We are experimenting with setting up our own cloud-based Galaxy server using the Cloudman tools and a 1 year grant of AWS credits we received recently. We've managed to stand up the server and are doing some testing. In the past, when we upload fastq data derived from Illumina sequencing runs to the PUBLIC usegalaxy.org) suite of tools, they seem to be immediately available to all the applications we wish to use, including Trinity. No conversion required. In contrast, in the private Galaxy sever we established, when we upload the SAME FILES, they are not recognized by any of the tools. All the tools seem to be insisting on "fastqsanger" files. We've tried changing the file type, renaming the files with a ".fastqsanger" extension, etc, but to no avail. The only thing that works is a multi-step process of using Fastq.info to convert first to a fasta file and a qual file and then use "make fastq" to convert it to an "official" fastq file. Is there some customization of the PUBLIC site that does this to files upon upload? Why is this necessary in the private server? Is there a tool we can install so this happens automatically? Apologies! If it isn't obvious already, we're not experts.
I think I understand it now. tldr: your inconsistencies should go away if you update your Galaxy to 17.09 or 18.01.

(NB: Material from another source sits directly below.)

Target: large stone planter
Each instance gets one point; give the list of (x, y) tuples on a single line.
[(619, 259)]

Since 17.09 the default fastq format has been changed to fastqsanger - which is what all new data should have and this is why you see different behavior on Main (which is on 18.01). The easiest way to handle this on your version of Galaxy is to properly set the datatype on upload (to fastqsanger or fastqsanger.gz). You can also change the datatype of already uploaded datasets using the 'pencil' icon menu.
You do not need to use fastqGroomer tool (that is mostly just useful if you have non-fastqsanger data which at this point would be ~8 years old)

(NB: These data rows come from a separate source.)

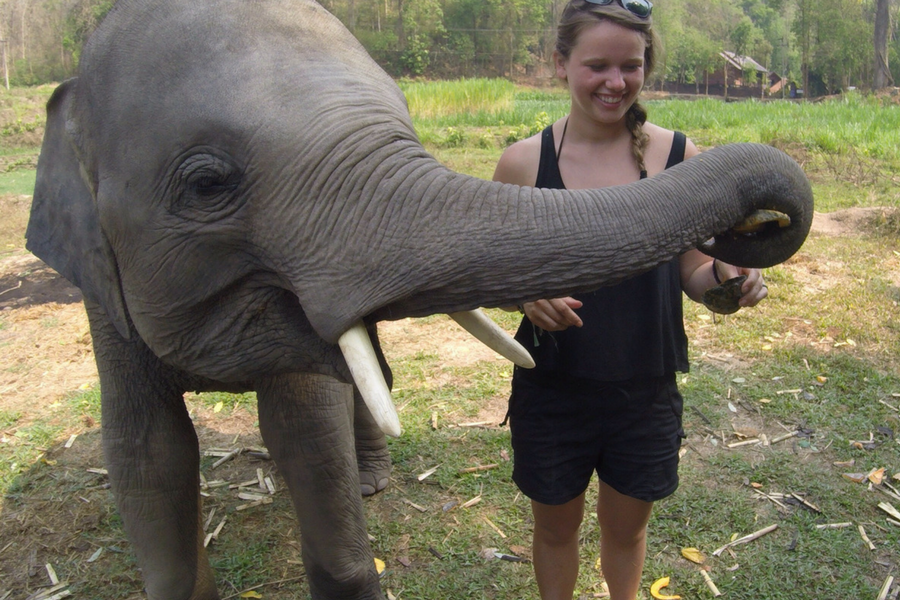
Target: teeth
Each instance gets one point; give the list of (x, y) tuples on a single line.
[(489, 333), (360, 357)]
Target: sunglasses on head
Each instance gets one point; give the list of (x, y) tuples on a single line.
[(639, 8)]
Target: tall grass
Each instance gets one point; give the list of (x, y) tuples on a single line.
[(430, 99), (846, 145), (851, 123)]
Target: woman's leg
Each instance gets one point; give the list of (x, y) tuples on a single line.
[(555, 547), (623, 542)]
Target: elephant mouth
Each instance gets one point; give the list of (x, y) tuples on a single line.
[(363, 363)]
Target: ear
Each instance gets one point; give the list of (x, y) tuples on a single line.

That worked! I have a smallish fastq.gz file that I've successfully uploaded and analyzed in the past via the Main Galaxy instance at usegalaxy.org. Using this file as a test subject, I uploaded it to our private Cloudman Galaxy instance, setting the file type to "fastqsanger" in the upload tool interface (rather than "Autodetect") and that seems to works. Interestingly, even though it's a .gz compressed file, if I set it to fastqsanger.qz, rather than simply "fastqsanger" it doesn't work. Only works if I call the compressed file "fastqsanger". It unpacks almost immediately after appearing in the history.

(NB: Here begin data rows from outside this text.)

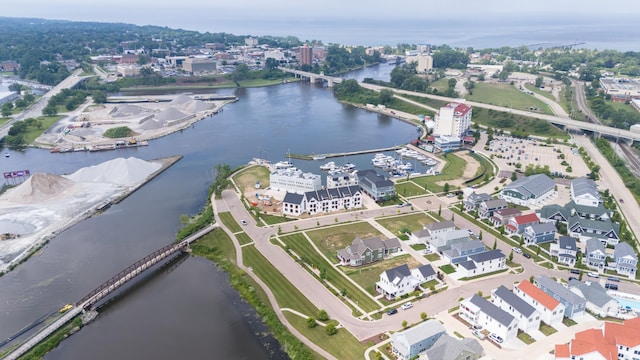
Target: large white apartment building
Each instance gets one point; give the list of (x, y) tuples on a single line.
[(295, 181), (454, 119)]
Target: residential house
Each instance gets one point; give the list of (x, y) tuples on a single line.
[(595, 255), (460, 251), (408, 344), (473, 201), (612, 341), (376, 186), (584, 229), (517, 224), (584, 191), (551, 310), (574, 305), (598, 301), (450, 348), (565, 250), (527, 316), (365, 251), (400, 280), (477, 310), (488, 207), (539, 233), (501, 217), (482, 263), (625, 259), (529, 191)]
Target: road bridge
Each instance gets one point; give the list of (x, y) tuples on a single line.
[(313, 77), (109, 287)]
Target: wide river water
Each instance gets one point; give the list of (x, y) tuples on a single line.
[(187, 310)]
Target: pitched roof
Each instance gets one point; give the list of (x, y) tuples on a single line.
[(540, 296), (512, 299), (492, 310)]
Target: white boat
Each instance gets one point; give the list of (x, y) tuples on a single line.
[(328, 166), (283, 164)]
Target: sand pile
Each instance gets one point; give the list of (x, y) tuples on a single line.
[(39, 188), (120, 171)]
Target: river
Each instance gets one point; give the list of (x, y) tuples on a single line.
[(190, 311)]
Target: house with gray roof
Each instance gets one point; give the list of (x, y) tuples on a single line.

Here is my next question (keeping in mind we're all a bunch of molecular biologist struggling to get this done while simultaneously looking to hire a bioinformatician): How does one update the version of Galaxy we're running? We've been following instructions on the Galaxy Cloudman pages for initial set up and use, but I haven't found anything about updating that doesn't require some command line coding. I'm capable of some of that, but don't want to get too far out ahead of myself.
REALLY appreciate your help, by the way!
I gave this a try and was initially impressed by the interface and excited to use the latest release of Galaxy; however, after getting it set up, I immediately encountered an error "right out of the box". The Cluster info log is reporting over and over the following error:
R_COMM channel basic get exception: [Errno 32] Broken pipe
This seems to be preventing me from spooling up and using a spot instance as a worker node. The main Galaxy node is running, but that's it.